For the entire group, five-year local control, distant control, disease-free survival (DFS), and overall survival (OS) were 92%, 79%, 70%, and 85%, respectively. For DFS of the entire group, the area under the curve on receiver operator characteristics (ROC) analysis was 0.60, 0.57, and 0.42 for the ratios of neutrophil-to-lymphocyte, platelet-to-lymphocyte, and lymphocyte-to-monocyte, respectively. We therefore included the NLR in subsequent analyses. Youden’s test revealed an NLR of 4.06 as optimal to predict DFS events. On univariate analysis of pretherapeutically available parameters, DFS was significantly worse in patients with larger primary tumors (p = 0.003), an elevated NLR (p = 0.001), an elevated neutrophil count (p = 0.019), and an elevated leucocyte count (p = 0.023). All variables with p < 0.1 in univariate analysis (T-stage, gross tumor volume (GTV), NLR, absolute neutrophil and leukocyte counts) were included in the multivariate analysis for DFS. Among these, only tumor volume (HR 0.33, 95% CI (0.14–0.83), p = 0.017) and NLR (HR 0.3, 95% CI (0.11–0.81), p = 0.017) remained significant on multivariate analysis (Table 4).
Table 4.
Univariate and multivariate analysis for disease-free survival (DFS).
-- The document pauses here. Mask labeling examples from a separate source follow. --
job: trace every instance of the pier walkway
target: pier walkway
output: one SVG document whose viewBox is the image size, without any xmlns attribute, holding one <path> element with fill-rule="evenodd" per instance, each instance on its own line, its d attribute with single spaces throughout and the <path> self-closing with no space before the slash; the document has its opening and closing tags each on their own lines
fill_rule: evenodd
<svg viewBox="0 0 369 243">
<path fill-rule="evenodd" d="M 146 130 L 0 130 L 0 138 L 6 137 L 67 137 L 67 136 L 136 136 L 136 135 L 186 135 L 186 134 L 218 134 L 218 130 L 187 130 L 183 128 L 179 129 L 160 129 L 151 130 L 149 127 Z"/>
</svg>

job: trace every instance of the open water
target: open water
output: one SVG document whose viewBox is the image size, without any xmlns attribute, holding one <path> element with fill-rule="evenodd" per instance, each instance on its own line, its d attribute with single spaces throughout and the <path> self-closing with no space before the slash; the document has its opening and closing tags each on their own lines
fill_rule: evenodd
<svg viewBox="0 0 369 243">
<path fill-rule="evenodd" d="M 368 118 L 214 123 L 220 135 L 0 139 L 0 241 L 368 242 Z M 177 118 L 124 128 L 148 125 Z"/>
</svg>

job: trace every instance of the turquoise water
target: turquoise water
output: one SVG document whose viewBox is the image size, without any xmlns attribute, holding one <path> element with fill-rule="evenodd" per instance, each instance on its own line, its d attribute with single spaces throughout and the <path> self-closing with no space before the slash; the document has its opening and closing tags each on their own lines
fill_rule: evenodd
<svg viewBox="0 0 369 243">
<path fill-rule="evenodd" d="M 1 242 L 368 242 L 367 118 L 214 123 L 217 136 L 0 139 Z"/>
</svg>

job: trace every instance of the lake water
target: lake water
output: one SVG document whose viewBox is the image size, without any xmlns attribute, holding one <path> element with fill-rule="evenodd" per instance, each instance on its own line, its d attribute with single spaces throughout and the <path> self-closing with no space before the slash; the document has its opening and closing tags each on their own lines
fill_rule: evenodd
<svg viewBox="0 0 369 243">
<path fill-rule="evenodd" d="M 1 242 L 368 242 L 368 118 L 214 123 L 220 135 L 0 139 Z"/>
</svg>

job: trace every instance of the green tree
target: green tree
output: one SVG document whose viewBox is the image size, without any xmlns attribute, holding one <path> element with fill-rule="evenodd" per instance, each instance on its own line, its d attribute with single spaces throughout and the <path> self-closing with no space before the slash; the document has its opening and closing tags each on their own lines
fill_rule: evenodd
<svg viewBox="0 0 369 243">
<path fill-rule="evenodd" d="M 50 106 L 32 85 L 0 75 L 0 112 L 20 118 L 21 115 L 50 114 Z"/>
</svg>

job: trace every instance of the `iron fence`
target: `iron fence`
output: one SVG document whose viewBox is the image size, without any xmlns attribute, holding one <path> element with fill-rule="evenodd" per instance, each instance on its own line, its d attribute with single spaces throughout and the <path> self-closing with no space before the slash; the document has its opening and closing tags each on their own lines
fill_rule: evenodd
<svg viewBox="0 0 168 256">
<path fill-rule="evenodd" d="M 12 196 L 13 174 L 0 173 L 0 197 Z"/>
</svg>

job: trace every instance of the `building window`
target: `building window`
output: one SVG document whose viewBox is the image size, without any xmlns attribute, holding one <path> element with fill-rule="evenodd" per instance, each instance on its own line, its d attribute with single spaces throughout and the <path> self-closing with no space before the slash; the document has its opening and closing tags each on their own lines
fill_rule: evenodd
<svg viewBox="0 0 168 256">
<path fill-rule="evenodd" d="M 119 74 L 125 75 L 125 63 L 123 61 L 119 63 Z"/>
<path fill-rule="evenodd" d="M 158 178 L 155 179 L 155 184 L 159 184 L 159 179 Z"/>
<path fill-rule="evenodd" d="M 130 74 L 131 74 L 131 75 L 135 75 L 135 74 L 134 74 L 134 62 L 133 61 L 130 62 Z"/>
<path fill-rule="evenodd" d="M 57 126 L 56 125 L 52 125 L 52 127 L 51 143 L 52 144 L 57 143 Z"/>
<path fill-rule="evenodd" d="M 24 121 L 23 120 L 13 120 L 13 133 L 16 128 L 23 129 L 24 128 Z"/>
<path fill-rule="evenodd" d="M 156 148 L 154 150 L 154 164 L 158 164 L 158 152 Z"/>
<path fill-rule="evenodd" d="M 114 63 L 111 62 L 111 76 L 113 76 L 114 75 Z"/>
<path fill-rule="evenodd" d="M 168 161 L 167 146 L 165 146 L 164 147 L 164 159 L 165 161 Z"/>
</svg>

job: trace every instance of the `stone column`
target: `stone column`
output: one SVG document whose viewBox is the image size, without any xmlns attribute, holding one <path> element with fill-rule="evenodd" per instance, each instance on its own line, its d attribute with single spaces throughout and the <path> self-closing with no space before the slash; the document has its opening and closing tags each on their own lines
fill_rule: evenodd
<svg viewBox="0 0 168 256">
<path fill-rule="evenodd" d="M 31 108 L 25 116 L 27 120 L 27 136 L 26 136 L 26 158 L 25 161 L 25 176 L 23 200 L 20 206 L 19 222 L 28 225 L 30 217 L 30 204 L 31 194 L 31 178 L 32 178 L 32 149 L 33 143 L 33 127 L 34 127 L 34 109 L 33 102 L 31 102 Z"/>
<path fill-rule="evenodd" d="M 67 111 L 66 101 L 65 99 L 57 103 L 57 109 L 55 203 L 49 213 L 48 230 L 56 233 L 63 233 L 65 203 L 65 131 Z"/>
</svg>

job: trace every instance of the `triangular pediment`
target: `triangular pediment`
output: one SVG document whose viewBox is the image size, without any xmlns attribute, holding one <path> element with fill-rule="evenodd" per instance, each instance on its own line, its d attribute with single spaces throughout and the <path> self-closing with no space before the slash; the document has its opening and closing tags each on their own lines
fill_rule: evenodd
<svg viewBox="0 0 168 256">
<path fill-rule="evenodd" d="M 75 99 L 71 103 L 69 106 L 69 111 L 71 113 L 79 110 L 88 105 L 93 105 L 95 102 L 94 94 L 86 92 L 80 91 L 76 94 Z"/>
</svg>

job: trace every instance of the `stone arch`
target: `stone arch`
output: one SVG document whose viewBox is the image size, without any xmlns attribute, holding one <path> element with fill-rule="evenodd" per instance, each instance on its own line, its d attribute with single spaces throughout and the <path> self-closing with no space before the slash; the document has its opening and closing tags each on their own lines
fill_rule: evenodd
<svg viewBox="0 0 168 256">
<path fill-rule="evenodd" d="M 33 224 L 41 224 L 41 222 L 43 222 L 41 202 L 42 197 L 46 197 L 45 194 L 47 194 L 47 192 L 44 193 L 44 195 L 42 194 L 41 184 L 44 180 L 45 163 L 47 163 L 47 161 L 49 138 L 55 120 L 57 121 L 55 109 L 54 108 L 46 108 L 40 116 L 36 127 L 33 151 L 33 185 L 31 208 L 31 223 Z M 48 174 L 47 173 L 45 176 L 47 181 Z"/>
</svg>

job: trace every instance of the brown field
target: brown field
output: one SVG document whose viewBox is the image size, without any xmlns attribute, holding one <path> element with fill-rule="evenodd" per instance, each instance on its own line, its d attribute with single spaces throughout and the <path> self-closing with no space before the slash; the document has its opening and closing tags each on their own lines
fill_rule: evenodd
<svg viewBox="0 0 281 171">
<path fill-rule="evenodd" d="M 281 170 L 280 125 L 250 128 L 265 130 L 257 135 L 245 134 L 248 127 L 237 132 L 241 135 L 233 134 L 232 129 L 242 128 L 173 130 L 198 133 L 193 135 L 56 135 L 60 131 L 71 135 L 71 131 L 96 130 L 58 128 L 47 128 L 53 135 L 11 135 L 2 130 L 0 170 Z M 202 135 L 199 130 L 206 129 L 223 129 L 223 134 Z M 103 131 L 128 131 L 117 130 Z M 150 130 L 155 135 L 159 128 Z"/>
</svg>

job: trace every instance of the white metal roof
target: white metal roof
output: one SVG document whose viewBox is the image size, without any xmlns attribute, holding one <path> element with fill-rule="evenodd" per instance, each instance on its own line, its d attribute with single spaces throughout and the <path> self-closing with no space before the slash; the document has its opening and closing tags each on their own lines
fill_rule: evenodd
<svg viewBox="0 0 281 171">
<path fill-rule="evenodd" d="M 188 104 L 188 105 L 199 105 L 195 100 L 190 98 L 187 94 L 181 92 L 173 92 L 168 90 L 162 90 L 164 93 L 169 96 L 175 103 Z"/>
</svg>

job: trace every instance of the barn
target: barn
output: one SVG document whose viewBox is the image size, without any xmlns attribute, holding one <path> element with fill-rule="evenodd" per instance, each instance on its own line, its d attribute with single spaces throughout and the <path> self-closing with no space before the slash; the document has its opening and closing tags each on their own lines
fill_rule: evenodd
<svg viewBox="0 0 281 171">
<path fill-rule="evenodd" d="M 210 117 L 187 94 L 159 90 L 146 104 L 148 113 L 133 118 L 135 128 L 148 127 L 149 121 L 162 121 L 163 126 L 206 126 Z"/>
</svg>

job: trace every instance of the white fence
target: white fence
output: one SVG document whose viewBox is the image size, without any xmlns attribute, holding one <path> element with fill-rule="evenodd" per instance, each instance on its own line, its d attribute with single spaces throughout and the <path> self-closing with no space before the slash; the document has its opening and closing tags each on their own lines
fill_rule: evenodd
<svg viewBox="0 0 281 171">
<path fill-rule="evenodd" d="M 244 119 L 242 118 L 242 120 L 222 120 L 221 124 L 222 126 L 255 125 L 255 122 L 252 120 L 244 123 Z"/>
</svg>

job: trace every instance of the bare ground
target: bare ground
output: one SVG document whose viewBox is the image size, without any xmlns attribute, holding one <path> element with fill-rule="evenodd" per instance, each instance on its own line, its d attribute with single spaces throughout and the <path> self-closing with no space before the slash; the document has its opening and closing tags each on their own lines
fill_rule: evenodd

| Univariate Analysis | Multivariate Analysis | ||||
|---|---|---|---|---|---|
| Primary tumor location | Lower third vs. upper/mid third | p | HR | 95% CI | p |
| 0.725 | - | - | - | ||
| T-stage | cT1/cT2/cT3 vs. cT4 | 0.087 | 1.19 | 0.43–3.30 | 0.733 |
| N-stage | cN0 vs. cN+ | 0.571 | - | - | - |
| GTV | ≤33.86 cc vs. >33.86 cc | 0.003 | 0.338 | 0.14–0.83 | 0.017 |
| Age | ≤ 65.5 vs. > 65.5 | 0.139 | - | - | - |
| CEA | ≤ 3.88 vs. > 3.88 | 0.16 | - | - | - |
| Grading | G3 vs. G1/G2 | 0.133 | - | - | - |
| CRP | ≤ 0.26 vs. > 0.26 | 0.324 | - | - | - |
| NLR | ≤ 4.06 vs. > 4.06 | 0.001 | 0.3 | 0.11–0.81 | 0.017 |
| Neutrophil count | ≤ 6021 vs. > 6021 | 0.019 | 2.195 | 0.61–7.86 | 0.227 |
| Leukocyte count | ≤ 8120 vs. > 8120 | 0.023 | 0.375 | 0.13–1.10 | 0.074 |
GTV: gross tumor volume; The bold was added to highlight the only two statistically significant variables in multivariate analysis.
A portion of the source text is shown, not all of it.